Гм. Я даже радуюсь. Мне, милостивые государи мои, на многое наплевать с высокого дерева, мне, милостивые государи, смешны даже, в некотором роде, высокие чувства любви. Подумаете — врет? Вот, скажем, и Наталья подумает: погиб, погиб из-за великой любви. Даже вот, в некотором роде, убиться хотел. Вздор. Вздор. То есть, может быть, и убился бы, если б, скажем, поверила. Вздор, сударь мой. Шарлатанство. Женская, так сказать, натура требует остроты. Хе-хе. А мне смешно. Честное слово, смешно. Ну что я могу поделать — смешны всякие там трагические чувства.
Конечно, плохо, что она с Гришкой. Я даже снова готов на всякие потрясения. Может, я даже готов на нечто большее, чтоб вернуть, но любовь, но… хе-хе».

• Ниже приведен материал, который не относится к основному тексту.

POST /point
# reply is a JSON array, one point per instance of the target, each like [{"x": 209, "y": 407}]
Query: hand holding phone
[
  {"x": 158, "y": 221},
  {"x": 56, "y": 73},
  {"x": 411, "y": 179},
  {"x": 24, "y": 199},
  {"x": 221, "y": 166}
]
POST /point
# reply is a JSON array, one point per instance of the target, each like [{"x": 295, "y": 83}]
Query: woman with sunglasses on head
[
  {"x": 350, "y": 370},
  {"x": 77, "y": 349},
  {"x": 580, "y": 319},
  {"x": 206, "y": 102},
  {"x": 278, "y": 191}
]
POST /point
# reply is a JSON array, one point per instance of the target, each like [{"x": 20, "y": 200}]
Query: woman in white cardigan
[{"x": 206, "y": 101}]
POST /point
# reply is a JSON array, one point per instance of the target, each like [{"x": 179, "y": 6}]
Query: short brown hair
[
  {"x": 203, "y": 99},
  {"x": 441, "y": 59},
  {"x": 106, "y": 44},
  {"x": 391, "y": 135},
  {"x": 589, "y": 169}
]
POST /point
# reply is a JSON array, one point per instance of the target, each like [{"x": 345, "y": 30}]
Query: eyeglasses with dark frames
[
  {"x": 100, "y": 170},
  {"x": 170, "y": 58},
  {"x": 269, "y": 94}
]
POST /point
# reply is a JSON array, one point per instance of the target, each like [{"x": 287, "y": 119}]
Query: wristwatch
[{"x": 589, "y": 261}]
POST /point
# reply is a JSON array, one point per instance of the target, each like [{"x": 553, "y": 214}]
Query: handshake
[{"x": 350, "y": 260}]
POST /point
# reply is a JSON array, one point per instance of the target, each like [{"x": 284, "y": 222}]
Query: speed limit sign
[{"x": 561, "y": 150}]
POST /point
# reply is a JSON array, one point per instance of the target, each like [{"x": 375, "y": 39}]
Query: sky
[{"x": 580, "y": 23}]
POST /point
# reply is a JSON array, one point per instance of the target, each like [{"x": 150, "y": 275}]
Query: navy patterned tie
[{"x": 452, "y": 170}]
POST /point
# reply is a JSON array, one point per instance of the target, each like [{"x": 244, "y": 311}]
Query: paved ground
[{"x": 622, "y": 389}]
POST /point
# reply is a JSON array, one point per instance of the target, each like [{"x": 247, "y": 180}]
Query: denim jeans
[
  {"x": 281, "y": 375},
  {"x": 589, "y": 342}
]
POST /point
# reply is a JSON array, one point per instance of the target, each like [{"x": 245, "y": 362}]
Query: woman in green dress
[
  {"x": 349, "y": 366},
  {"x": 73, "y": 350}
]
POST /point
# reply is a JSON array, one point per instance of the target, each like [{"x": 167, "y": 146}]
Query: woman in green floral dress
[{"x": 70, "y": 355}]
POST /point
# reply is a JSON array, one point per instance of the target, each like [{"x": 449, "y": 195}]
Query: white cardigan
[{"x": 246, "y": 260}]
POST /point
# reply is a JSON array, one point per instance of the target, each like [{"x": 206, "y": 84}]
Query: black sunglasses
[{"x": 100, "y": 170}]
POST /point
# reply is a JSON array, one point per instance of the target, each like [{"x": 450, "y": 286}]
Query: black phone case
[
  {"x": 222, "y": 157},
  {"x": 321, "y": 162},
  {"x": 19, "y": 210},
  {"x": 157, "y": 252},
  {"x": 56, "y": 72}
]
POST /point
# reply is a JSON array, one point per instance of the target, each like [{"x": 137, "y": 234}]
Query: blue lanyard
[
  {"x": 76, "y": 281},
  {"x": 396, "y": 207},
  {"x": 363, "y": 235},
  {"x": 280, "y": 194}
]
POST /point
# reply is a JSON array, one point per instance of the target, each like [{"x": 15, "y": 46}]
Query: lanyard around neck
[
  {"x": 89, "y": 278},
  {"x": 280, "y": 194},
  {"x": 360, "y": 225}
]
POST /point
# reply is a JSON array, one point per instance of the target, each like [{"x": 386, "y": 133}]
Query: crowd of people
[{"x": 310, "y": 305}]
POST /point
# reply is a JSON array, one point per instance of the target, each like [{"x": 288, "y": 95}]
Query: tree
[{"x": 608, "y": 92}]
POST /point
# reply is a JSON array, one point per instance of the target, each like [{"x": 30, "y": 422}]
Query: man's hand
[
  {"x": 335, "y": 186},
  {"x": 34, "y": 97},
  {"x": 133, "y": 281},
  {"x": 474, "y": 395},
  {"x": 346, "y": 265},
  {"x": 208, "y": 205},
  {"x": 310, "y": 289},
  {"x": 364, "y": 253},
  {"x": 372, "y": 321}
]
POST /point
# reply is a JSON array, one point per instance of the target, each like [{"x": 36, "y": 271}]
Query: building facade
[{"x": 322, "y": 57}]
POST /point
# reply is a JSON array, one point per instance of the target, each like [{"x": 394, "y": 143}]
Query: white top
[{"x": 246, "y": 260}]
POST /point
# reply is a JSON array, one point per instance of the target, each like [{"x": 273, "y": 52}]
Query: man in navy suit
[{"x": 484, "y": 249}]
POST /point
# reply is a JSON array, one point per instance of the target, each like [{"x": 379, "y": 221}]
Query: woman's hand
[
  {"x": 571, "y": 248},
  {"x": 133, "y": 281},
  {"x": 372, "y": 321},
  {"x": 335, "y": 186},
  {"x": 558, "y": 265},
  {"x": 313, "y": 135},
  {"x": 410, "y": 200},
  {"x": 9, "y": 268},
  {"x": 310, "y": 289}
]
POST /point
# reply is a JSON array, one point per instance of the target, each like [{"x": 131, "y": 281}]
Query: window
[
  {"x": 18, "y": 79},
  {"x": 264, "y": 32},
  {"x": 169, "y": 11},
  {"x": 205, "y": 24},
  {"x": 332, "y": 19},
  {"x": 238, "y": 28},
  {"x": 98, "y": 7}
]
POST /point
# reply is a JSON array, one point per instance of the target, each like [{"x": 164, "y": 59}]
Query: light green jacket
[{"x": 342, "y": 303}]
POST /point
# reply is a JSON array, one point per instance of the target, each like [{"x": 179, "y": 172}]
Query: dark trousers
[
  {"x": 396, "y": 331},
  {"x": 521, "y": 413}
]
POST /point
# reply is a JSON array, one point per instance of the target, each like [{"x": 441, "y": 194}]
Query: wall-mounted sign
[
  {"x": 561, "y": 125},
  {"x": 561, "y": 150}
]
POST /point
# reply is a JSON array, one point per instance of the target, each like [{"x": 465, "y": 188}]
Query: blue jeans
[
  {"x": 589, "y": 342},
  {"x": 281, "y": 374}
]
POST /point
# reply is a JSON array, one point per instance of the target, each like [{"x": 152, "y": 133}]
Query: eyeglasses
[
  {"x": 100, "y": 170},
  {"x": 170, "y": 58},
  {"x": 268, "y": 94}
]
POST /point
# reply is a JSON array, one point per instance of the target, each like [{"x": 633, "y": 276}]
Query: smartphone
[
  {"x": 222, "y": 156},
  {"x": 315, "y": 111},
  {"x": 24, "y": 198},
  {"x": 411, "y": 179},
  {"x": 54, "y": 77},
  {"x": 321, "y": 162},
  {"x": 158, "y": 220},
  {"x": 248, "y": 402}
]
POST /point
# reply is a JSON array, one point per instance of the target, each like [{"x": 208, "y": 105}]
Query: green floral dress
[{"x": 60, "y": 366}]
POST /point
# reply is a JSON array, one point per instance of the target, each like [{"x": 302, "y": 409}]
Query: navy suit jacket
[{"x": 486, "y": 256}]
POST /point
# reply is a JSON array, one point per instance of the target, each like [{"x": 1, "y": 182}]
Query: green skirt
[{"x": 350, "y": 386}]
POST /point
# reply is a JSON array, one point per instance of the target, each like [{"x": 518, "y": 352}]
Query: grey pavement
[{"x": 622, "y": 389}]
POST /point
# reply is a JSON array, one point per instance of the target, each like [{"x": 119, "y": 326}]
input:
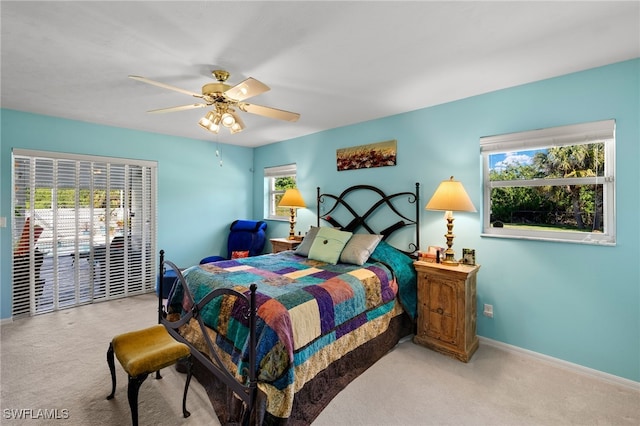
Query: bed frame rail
[{"x": 246, "y": 392}]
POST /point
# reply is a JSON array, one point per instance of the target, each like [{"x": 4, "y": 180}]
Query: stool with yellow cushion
[{"x": 143, "y": 352}]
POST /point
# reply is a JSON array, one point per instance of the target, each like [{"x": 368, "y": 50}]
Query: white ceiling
[{"x": 334, "y": 62}]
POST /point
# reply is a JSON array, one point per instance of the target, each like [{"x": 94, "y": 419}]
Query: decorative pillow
[
  {"x": 305, "y": 245},
  {"x": 239, "y": 254},
  {"x": 328, "y": 245},
  {"x": 359, "y": 248}
]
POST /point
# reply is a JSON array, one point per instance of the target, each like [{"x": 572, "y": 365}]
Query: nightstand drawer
[
  {"x": 282, "y": 244},
  {"x": 447, "y": 309}
]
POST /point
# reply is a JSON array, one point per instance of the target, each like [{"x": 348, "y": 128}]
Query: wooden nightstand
[
  {"x": 447, "y": 309},
  {"x": 282, "y": 244}
]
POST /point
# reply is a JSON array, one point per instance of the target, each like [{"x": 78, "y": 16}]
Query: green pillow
[
  {"x": 328, "y": 245},
  {"x": 305, "y": 245}
]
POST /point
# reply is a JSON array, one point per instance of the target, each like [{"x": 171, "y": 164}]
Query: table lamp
[
  {"x": 449, "y": 197},
  {"x": 293, "y": 200}
]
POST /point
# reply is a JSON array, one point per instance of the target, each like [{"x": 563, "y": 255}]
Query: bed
[{"x": 318, "y": 316}]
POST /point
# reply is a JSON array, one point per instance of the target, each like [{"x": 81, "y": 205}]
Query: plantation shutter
[{"x": 84, "y": 229}]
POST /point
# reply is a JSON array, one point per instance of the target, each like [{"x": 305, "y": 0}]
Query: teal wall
[
  {"x": 578, "y": 303},
  {"x": 575, "y": 302},
  {"x": 197, "y": 198}
]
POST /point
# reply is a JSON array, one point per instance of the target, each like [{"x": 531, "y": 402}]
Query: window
[
  {"x": 83, "y": 229},
  {"x": 277, "y": 180},
  {"x": 553, "y": 184}
]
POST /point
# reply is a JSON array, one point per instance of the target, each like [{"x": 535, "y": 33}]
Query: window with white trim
[
  {"x": 84, "y": 229},
  {"x": 276, "y": 181},
  {"x": 551, "y": 184}
]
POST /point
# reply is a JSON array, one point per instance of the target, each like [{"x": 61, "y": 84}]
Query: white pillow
[
  {"x": 359, "y": 248},
  {"x": 328, "y": 245}
]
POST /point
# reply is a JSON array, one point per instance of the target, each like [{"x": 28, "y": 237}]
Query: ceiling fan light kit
[{"x": 224, "y": 98}]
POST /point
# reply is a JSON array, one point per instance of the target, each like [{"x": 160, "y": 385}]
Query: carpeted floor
[{"x": 56, "y": 362}]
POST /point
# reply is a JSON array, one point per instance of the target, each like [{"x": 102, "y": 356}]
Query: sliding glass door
[{"x": 84, "y": 229}]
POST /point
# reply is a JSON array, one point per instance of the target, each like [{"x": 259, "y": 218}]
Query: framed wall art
[{"x": 380, "y": 154}]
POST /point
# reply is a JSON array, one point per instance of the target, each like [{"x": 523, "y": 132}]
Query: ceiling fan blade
[
  {"x": 178, "y": 108},
  {"x": 165, "y": 86},
  {"x": 246, "y": 89},
  {"x": 269, "y": 112}
]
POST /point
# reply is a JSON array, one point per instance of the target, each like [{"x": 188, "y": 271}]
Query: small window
[
  {"x": 277, "y": 180},
  {"x": 551, "y": 184}
]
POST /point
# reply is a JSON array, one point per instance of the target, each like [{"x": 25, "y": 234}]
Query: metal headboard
[{"x": 399, "y": 220}]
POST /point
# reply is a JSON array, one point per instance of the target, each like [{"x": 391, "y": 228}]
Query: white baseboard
[{"x": 576, "y": 368}]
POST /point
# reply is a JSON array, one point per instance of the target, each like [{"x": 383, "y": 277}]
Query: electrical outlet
[{"x": 488, "y": 310}]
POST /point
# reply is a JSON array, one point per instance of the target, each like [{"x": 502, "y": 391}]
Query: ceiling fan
[{"x": 225, "y": 100}]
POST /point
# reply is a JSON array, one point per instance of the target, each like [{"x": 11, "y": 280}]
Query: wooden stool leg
[
  {"x": 132, "y": 393},
  {"x": 112, "y": 369},
  {"x": 186, "y": 413}
]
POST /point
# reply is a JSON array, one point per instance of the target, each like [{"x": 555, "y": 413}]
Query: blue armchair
[{"x": 246, "y": 238}]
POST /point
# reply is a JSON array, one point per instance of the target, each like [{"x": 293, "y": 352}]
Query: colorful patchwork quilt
[{"x": 309, "y": 313}]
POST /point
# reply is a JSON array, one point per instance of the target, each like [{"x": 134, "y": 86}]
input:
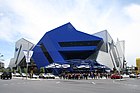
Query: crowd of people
[{"x": 91, "y": 75}]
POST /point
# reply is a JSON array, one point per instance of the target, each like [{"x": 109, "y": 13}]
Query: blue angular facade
[{"x": 65, "y": 43}]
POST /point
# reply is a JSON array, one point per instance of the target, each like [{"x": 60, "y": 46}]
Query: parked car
[
  {"x": 6, "y": 75},
  {"x": 133, "y": 76},
  {"x": 116, "y": 76}
]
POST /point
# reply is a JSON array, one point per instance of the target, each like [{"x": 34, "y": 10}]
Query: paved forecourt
[{"x": 69, "y": 86}]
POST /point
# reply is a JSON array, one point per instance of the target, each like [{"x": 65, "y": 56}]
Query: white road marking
[
  {"x": 93, "y": 83},
  {"x": 58, "y": 82}
]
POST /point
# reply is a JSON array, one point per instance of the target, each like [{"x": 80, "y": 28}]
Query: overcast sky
[{"x": 31, "y": 19}]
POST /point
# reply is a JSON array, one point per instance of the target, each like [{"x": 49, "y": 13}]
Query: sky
[{"x": 31, "y": 19}]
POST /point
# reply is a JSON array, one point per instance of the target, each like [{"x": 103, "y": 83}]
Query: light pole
[{"x": 28, "y": 54}]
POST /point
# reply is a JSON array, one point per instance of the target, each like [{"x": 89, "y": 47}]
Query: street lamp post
[{"x": 28, "y": 54}]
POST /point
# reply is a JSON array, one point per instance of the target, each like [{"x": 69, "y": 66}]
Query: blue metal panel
[{"x": 64, "y": 33}]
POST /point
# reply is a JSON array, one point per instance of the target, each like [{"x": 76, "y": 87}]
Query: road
[{"x": 70, "y": 86}]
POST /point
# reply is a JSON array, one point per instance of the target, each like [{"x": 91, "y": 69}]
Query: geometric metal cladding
[{"x": 65, "y": 43}]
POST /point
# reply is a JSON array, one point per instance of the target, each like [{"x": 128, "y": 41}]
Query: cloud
[{"x": 133, "y": 11}]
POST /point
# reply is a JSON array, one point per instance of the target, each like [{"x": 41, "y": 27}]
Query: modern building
[
  {"x": 111, "y": 54},
  {"x": 66, "y": 45},
  {"x": 19, "y": 58}
]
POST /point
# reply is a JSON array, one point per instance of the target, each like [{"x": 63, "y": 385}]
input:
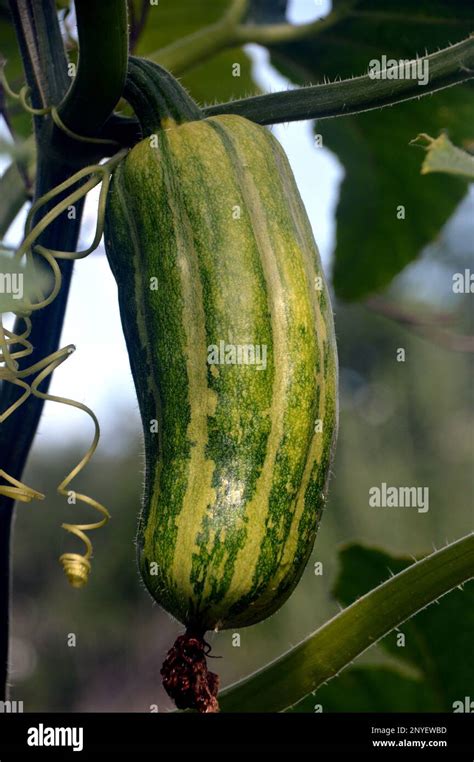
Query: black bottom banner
[{"x": 87, "y": 736}]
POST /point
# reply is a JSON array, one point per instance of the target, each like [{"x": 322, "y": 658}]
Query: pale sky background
[{"x": 98, "y": 373}]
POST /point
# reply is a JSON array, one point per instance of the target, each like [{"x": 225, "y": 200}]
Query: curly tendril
[{"x": 15, "y": 346}]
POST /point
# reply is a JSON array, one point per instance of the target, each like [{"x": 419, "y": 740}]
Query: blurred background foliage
[{"x": 403, "y": 423}]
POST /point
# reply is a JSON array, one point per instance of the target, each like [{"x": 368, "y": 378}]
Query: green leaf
[
  {"x": 373, "y": 244},
  {"x": 214, "y": 79},
  {"x": 442, "y": 156},
  {"x": 320, "y": 657}
]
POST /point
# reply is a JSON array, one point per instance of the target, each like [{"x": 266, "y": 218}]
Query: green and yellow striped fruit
[{"x": 230, "y": 333}]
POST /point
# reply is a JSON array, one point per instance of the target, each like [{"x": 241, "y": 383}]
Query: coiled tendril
[{"x": 15, "y": 346}]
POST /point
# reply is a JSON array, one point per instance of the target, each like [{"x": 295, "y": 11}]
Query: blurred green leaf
[
  {"x": 9, "y": 52},
  {"x": 442, "y": 156},
  {"x": 373, "y": 245},
  {"x": 370, "y": 689},
  {"x": 441, "y": 674}
]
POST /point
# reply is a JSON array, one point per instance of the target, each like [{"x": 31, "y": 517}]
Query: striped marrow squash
[{"x": 230, "y": 334}]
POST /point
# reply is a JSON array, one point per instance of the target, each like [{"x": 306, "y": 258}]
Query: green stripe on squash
[{"x": 236, "y": 476}]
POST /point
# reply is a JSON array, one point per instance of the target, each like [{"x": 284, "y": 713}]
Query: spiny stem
[
  {"x": 337, "y": 643},
  {"x": 446, "y": 68}
]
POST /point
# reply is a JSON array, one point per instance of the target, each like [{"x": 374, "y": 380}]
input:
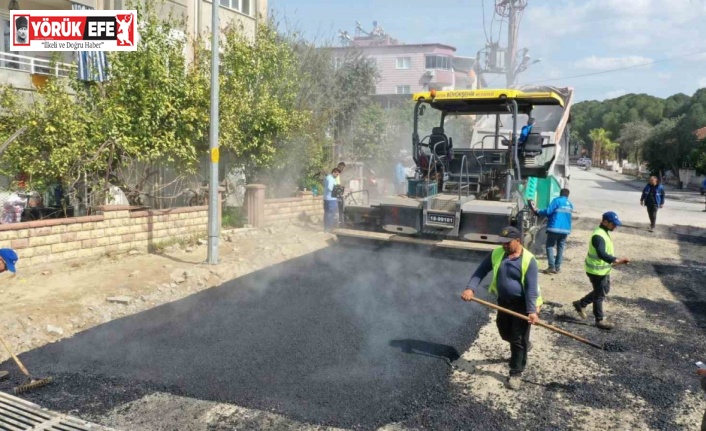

Тут длинноусый остановился у вокзала.
— Подождем, — сказал он громко. — Посмотрим. Понаблюдаем. Они непременно под руку пойдут. Гришке-то все-таки лестно. А она с этакой тонкой улыбочкой. У ней всегда этакая тонкая улыбочка. Накануне вот приходит. «Что?» — спрашиваю. «Не могу, — говорит, — с тобой жить». А у самой этакая улыбочка. «Не могу больше жить. Не живой ты. Ну сделай что-нибудь, убей меня, что ли. Гришку убей. Сделай что-нибудь человеческое».
«Гм. Тонкая первопричина. Тончайшая. Конечно, острота чувств… Да не в этом штука. Не в этом корень.
Тут, можно сказать, историческая перспектива. Тут ух как широко! Тут, можно сказать, история. Да-с, история и инстинкт женщины. Скажем, через сорок лет голубую… хе-хе… кровь им перельем. Вот оно что.
Может, я и не сопротивляюсь из-за этого…»
— Ну куда ты, баба, прешь? Толкнуть можешь. Видишь, человек по делу стоит.
И точно: баба с мешком и корзинкой пребольно толкнула длинноусого.
Экая ведь чертова баба. А за бабой в двух шагах двое под руку.
Они! Пропал длинноусый…
— А, — удивился Гришка, — вы здесь.
Улыбнулся длинноусый и пошел за ними вслед.
Идут вдоль вагонов — не обернутся. И длинноусый сзади.
— Здесь, — сказал Гришка и вошел в вагон.
— Наталя!
— Что?
— Не веришь, — поглядел в глаза длинноусый.
— Нет, — молвила Наталья и закрыла дверь.
«Под вагон, что ли, упасть?» — вяло подумал длинноусый, когда поезд, лязгая железом, двинулся с места.
Вот под тот. Постоял длинноусый с секунду, поднял глаза, а в окне Гришка с Наташей. Наталья — та спиной, а Гришка ухмыляется и этак вот ручкой, дескать, прощайте, счастливо оставаться.
Постоял длинноусый, уныло посмотрел вслед поезду и поплелся тихонько к выходу.
Январь 1921 г.
По секретнейшему делу идет следователь Чепыга. По делу государственной важности. И конечно, никто не догадается, что это следователь. Никому и в голову не придет, что это идет следователь.
Вышел человек подышать свежим воздухом, и только. А может, и на любовное свидание вышел.
Потише, главное. Потише идти, и лицо чтоб играло, пело чтоб лицо — весна и растворение воздуха.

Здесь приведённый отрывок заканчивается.